Excerpts from a CEO Exclusive Radio interview featuring Jonathan Wilfong, Regional Managing Partner, Southeast; Healthcare and Life Sciences Team Leader; and Energy Co-Team Leader, FOCUS Investment Banking LLC*
Q: What does it mean to be a “platform company?” Should a business owner aspire to be a platform company?
WILFONG: First, a business owner needs to develop his company with a good management team, a good customer base, and all those things that comprise a successful company. At that point, the business owner is not really thinking about whether the company is going to be a platform for a portfolio and for add-ons.
Here’s an example of what a platform company means. Let’s say a private equity group involved in buying companies in distribution or transportation sees a very good market developing in instrumentation. That private equity group might hire an investment bank like FOCUS to find a company in instrumentation–making gauges and dials.
The private equity group’s first acquisition in the space would be called a platform acquisition. Subsequent acquisitions are typically referred to as add-ons.
Q: Do platform companies tend to get a premium over add-ons?
WILFONG: Yes, they do if it is in what we call a “hot space.” They tend to have more size. For example, a large private equity group with a platform company doing $200 million in instrumentation might be interested in a $10 million company as an add-on. The add-on company would be absorbed. Management strength wouldn’t be a significant, but customers, technology, patents, etc. would drive the value.
By definition, a platform company is a standalone entity that has all the components of being an attractive business. And, a platform company will achieve a higher multiple–which is how most people value companies as a multiple of free cash flow.

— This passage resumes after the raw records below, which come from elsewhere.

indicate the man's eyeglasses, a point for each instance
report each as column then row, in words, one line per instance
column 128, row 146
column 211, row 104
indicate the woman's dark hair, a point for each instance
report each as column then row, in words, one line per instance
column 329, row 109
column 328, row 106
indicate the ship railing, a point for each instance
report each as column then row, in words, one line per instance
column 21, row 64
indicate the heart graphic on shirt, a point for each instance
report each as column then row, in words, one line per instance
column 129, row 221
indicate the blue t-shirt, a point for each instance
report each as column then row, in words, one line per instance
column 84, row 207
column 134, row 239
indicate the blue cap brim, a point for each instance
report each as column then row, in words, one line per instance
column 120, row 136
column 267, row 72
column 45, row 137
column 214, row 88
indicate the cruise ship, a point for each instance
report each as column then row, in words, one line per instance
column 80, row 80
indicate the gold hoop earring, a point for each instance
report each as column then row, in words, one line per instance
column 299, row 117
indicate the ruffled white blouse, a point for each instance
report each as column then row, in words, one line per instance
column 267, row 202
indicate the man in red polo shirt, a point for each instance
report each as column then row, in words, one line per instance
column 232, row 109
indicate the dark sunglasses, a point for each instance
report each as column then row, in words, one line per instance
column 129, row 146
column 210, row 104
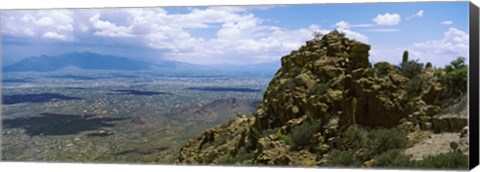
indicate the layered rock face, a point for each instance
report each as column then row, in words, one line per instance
column 330, row 83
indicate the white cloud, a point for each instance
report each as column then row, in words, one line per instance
column 235, row 35
column 439, row 52
column 106, row 28
column 51, row 24
column 387, row 19
column 342, row 25
column 447, row 22
column 54, row 35
column 345, row 25
column 384, row 30
column 418, row 14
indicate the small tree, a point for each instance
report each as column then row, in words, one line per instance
column 317, row 35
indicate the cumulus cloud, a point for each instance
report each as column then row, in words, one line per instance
column 106, row 28
column 447, row 22
column 387, row 19
column 235, row 35
column 345, row 25
column 454, row 43
column 52, row 24
column 418, row 14
column 439, row 52
column 384, row 30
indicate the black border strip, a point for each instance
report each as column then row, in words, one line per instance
column 473, row 86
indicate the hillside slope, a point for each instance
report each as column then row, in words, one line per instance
column 324, row 96
column 85, row 60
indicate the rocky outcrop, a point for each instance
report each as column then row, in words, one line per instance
column 330, row 84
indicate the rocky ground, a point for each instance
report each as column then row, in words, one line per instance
column 328, row 105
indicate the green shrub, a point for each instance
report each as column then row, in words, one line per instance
column 381, row 140
column 302, row 135
column 239, row 159
column 355, row 136
column 452, row 160
column 392, row 158
column 344, row 158
column 415, row 85
column 383, row 68
column 455, row 77
column 411, row 68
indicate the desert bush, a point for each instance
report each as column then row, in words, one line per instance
column 381, row 140
column 344, row 158
column 455, row 76
column 383, row 68
column 415, row 85
column 411, row 68
column 302, row 134
column 356, row 136
column 392, row 158
column 451, row 160
column 239, row 159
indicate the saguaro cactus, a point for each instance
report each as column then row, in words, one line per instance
column 405, row 57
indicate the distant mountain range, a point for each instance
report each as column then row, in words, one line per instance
column 94, row 61
column 84, row 60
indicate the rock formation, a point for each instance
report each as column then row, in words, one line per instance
column 321, row 89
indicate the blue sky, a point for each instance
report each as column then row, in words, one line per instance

Q: What is the difference between a portfolio company and an add-on? an add-on might become a portfolio company.
WILFONG: A private equity group might have 150 companies in their stable of investments, and each would be considered a portfolio company. If the group makes another acquisition, it too becomes a portfolio company. An add-on might be absorbed into an existing portfolio company.

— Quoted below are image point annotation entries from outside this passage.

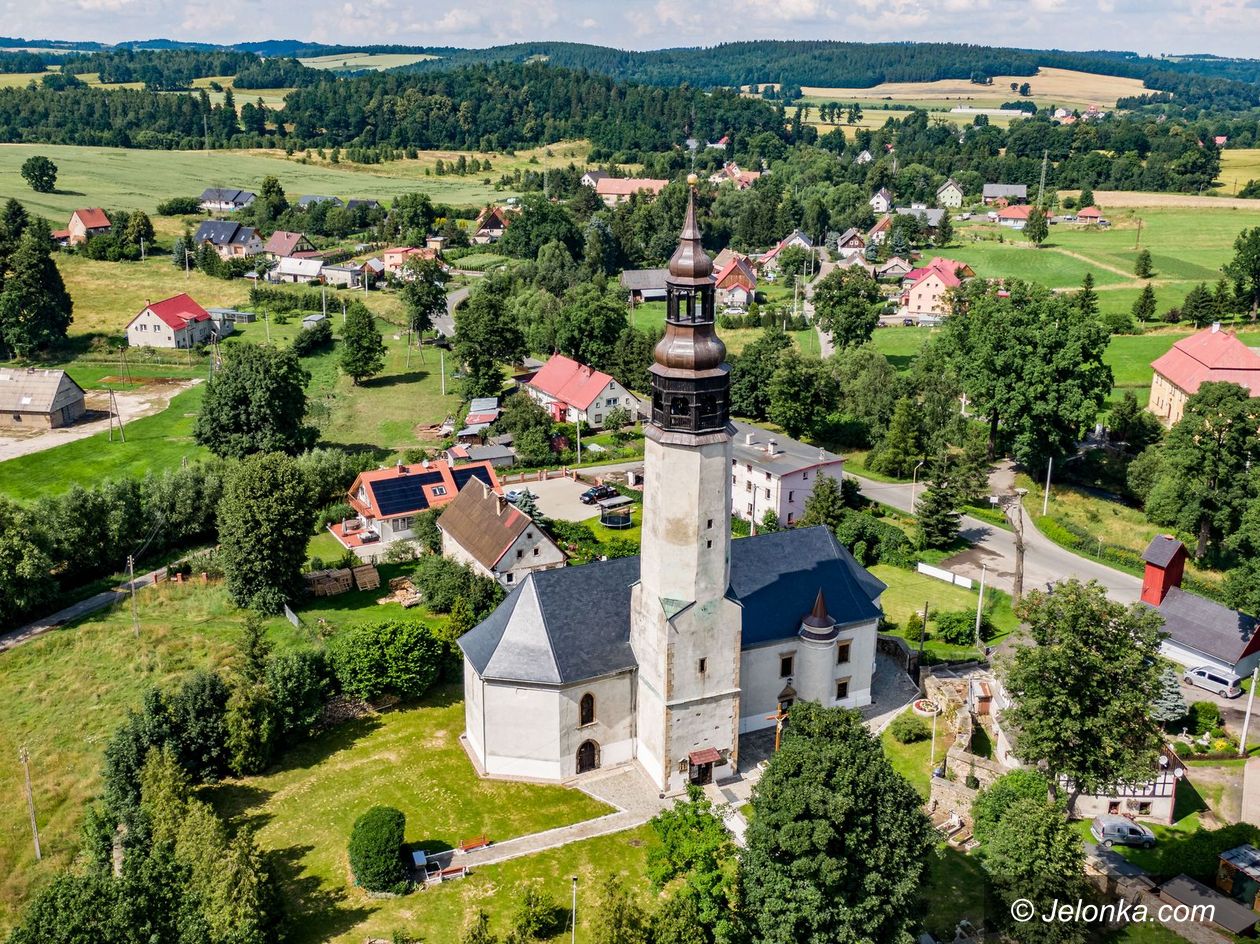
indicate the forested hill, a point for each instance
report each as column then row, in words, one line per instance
column 484, row 107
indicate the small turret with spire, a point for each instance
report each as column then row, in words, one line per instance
column 691, row 378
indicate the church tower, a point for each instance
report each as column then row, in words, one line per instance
column 684, row 629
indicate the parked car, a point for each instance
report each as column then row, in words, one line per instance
column 597, row 493
column 1113, row 829
column 1212, row 679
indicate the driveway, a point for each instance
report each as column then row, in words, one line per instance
column 558, row 498
column 149, row 400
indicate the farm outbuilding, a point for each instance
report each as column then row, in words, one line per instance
column 38, row 400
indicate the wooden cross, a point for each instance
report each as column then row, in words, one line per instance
column 779, row 717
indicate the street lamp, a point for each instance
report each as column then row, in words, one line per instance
column 914, row 484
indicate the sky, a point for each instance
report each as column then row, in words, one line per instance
column 1222, row 27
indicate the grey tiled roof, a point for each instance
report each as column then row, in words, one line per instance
column 1206, row 627
column 572, row 624
column 1161, row 550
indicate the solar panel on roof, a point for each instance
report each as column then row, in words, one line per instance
column 405, row 493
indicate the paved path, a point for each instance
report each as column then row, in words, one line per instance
column 76, row 611
column 994, row 548
column 1251, row 792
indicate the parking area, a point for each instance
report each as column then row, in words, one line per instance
column 558, row 498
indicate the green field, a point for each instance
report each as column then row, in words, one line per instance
column 364, row 61
column 139, row 179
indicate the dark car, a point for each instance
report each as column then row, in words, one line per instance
column 597, row 493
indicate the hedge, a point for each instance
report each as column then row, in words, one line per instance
column 376, row 850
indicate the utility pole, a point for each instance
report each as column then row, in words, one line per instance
column 979, row 609
column 24, row 755
column 1246, row 720
column 1045, row 499
column 131, row 584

Q: What percentage of middle-market M&A deals you close turn into a happy marriage that lasts a long time?
WILFONG: That’s an interesting question. Many people simply don’t like change in their lives. For example, imagine a $20 million family business and an employee, Susie, who has been there 50 years, but doesn’t use email or the Internet. Of course, the owner wants Susie taken care of because of her history with the company. At the same time, the acquiring company is requesting financial reports—so a struggle is likely.
Also, there are business owners who can’t let go. You hear about business owners getting a two-year consulting agreement during transition. Typically, these arrangements end up being six months or less. Employees will continue to go to the business owner for decisions even though the acquirer has given that responsibility and authority to their appointee.

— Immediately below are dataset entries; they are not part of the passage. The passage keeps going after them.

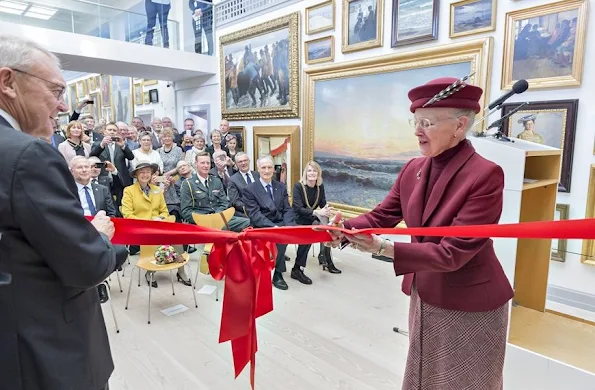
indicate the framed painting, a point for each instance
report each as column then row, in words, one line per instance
column 559, row 245
column 338, row 123
column 274, row 43
column 546, row 45
column 362, row 25
column 589, row 245
column 470, row 17
column 414, row 21
column 106, row 90
column 240, row 133
column 282, row 143
column 550, row 123
column 320, row 17
column 201, row 115
column 320, row 50
column 121, row 89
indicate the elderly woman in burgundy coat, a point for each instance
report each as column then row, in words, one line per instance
column 458, row 313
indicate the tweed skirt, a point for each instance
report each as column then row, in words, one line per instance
column 454, row 350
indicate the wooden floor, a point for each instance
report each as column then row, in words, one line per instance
column 334, row 334
column 560, row 338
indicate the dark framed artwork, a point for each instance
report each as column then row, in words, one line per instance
column 559, row 245
column 551, row 123
column 414, row 21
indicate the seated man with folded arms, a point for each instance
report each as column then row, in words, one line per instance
column 204, row 194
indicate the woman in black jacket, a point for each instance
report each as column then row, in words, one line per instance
column 310, row 208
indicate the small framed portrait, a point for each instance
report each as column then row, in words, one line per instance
column 551, row 123
column 320, row 17
column 362, row 25
column 545, row 45
column 470, row 17
column 414, row 21
column 559, row 245
column 320, row 50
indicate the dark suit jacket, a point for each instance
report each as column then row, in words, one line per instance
column 103, row 200
column 52, row 330
column 235, row 187
column 263, row 212
column 452, row 273
column 119, row 160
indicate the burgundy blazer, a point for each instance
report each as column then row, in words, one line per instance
column 450, row 273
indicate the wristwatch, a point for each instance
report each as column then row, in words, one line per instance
column 382, row 248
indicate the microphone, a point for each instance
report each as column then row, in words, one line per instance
column 518, row 87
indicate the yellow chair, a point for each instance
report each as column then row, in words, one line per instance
column 146, row 261
column 212, row 221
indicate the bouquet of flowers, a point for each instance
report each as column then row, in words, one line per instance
column 166, row 254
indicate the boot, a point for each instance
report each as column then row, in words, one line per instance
column 327, row 262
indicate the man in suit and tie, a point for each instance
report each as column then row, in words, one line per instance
column 95, row 197
column 52, row 330
column 113, row 148
column 239, row 181
column 204, row 194
column 267, row 205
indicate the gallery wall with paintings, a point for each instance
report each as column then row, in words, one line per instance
column 120, row 98
column 340, row 70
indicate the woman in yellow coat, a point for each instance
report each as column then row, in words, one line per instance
column 143, row 200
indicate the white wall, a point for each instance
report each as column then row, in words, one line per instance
column 569, row 275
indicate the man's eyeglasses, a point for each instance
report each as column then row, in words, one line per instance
column 58, row 93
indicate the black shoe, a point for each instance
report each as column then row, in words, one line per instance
column 154, row 285
column 279, row 282
column 102, row 291
column 298, row 274
column 184, row 282
column 330, row 267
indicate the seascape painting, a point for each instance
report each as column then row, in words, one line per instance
column 257, row 71
column 320, row 50
column 472, row 17
column 363, row 143
column 414, row 21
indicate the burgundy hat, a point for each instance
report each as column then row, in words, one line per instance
column 447, row 92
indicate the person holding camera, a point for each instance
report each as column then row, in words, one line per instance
column 113, row 148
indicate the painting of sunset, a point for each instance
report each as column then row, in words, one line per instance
column 362, row 136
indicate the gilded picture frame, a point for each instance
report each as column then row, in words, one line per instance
column 559, row 245
column 278, row 96
column 539, row 55
column 589, row 245
column 350, row 31
column 475, row 10
column 345, row 137
column 319, row 50
column 320, row 13
column 275, row 135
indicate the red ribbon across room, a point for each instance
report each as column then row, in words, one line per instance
column 246, row 260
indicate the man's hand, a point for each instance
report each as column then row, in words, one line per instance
column 103, row 224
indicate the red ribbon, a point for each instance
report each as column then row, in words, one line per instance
column 246, row 260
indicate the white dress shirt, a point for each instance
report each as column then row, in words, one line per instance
column 11, row 121
column 83, row 198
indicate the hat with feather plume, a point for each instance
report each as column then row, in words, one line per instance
column 446, row 92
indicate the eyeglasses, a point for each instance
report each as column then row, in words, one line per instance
column 425, row 123
column 58, row 94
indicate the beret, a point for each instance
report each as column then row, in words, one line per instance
column 466, row 97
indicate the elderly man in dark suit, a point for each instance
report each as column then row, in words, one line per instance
column 239, row 181
column 267, row 205
column 113, row 148
column 52, row 330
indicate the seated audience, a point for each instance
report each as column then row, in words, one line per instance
column 267, row 205
column 204, row 194
column 143, row 200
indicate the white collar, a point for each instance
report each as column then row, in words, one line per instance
column 11, row 121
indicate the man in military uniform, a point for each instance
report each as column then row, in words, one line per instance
column 204, row 194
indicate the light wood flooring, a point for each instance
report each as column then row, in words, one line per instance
column 334, row 334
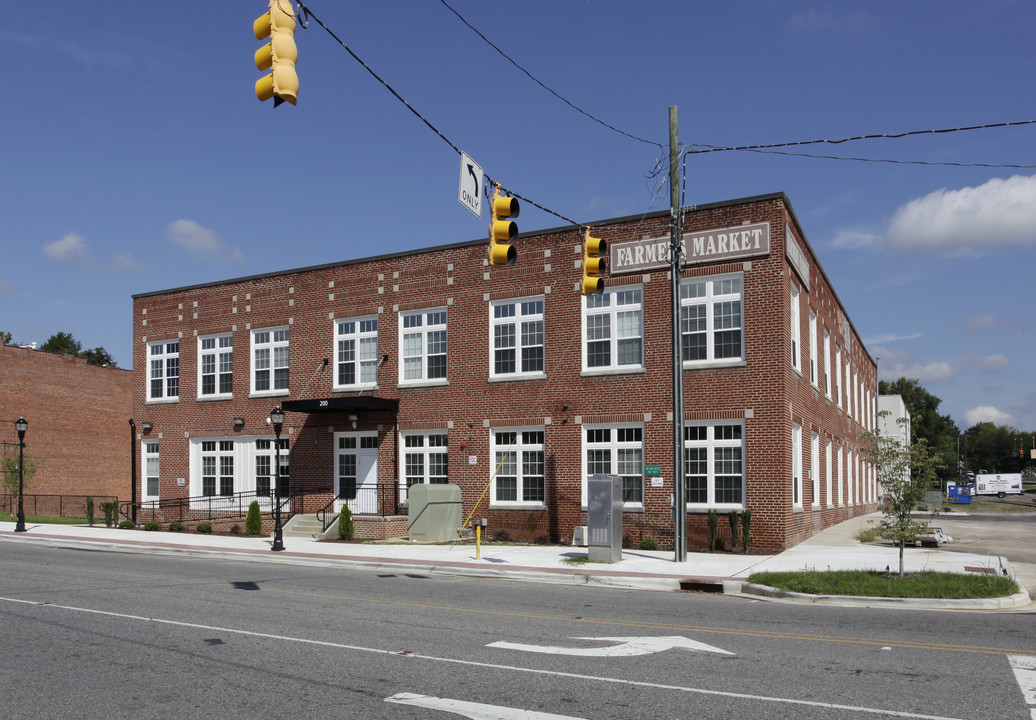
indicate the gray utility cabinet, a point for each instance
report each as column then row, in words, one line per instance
column 604, row 518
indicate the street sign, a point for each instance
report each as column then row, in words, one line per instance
column 469, row 193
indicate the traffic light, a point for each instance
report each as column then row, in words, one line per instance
column 500, row 229
column 279, row 55
column 594, row 264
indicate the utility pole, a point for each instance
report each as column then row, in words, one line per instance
column 675, row 250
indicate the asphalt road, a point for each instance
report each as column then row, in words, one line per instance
column 98, row 633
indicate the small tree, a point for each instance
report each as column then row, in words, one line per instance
column 253, row 521
column 907, row 473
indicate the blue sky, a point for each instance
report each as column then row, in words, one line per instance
column 135, row 155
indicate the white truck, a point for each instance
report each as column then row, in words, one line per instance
column 999, row 484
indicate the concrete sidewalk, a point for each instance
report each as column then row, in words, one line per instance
column 835, row 548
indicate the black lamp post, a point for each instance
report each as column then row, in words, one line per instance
column 21, row 426
column 277, row 419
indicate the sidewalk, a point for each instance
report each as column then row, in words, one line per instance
column 835, row 548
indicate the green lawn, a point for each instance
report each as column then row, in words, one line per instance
column 880, row 584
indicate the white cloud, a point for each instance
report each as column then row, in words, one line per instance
column 201, row 242
column 987, row 413
column 998, row 213
column 70, row 249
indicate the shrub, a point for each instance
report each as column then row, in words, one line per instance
column 253, row 521
column 346, row 528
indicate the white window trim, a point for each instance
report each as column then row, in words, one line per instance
column 356, row 336
column 517, row 319
column 423, row 329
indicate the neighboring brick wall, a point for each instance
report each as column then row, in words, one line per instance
column 765, row 391
column 79, row 422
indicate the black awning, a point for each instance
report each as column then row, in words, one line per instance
column 354, row 404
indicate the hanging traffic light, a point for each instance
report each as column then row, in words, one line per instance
column 279, row 55
column 500, row 229
column 594, row 264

These are examples of very real issues. What we do at FOCUS is prepare people for very big changes. There also is an emotional element. Suddenly, no one needs the middle-market business owner who has been critical to the business for the last 50 years. It’s not just ego—the owner feels a little lost, asking “what do I do now?” So, at FOCUS we prepare business owners reality, educating them as much as possible in advance.
Q: How many of these deals simply don’t work?
WILFONG: At FOCUS, most deals do work–we spend a lot of time preparing middle-market business owners for the process. For example, a lot of business owners have been so focused on their business, they have no other interests. They know it is time to sell to realize maximum value, but are at a loss about what to do next.
In a closely-held, entrepreneurial type of company, the business owner needs to have somewhere else to go where they can project a similar level of commitment and effort. A friend of mine works full-time for a dollar a year, heading up Atlanta’s largest Community Food Bank. He doesn’t do it for the money—he does it for personal satisfaction.
Also, many business owners over-value their companies, and one of the goals at FOCUS is to bring owner expectations to a realistic level for a successful sale. There’s no sense in exposing a company to the market if the price is unrealistic. If you’re unsuccessful, there could be a three-year wait before you can go at it again.
America’s thinking about age in retirement has changed, too. Business owners–and people in general–are working much longer, and we’re seeing more and more options for older people, including business owners.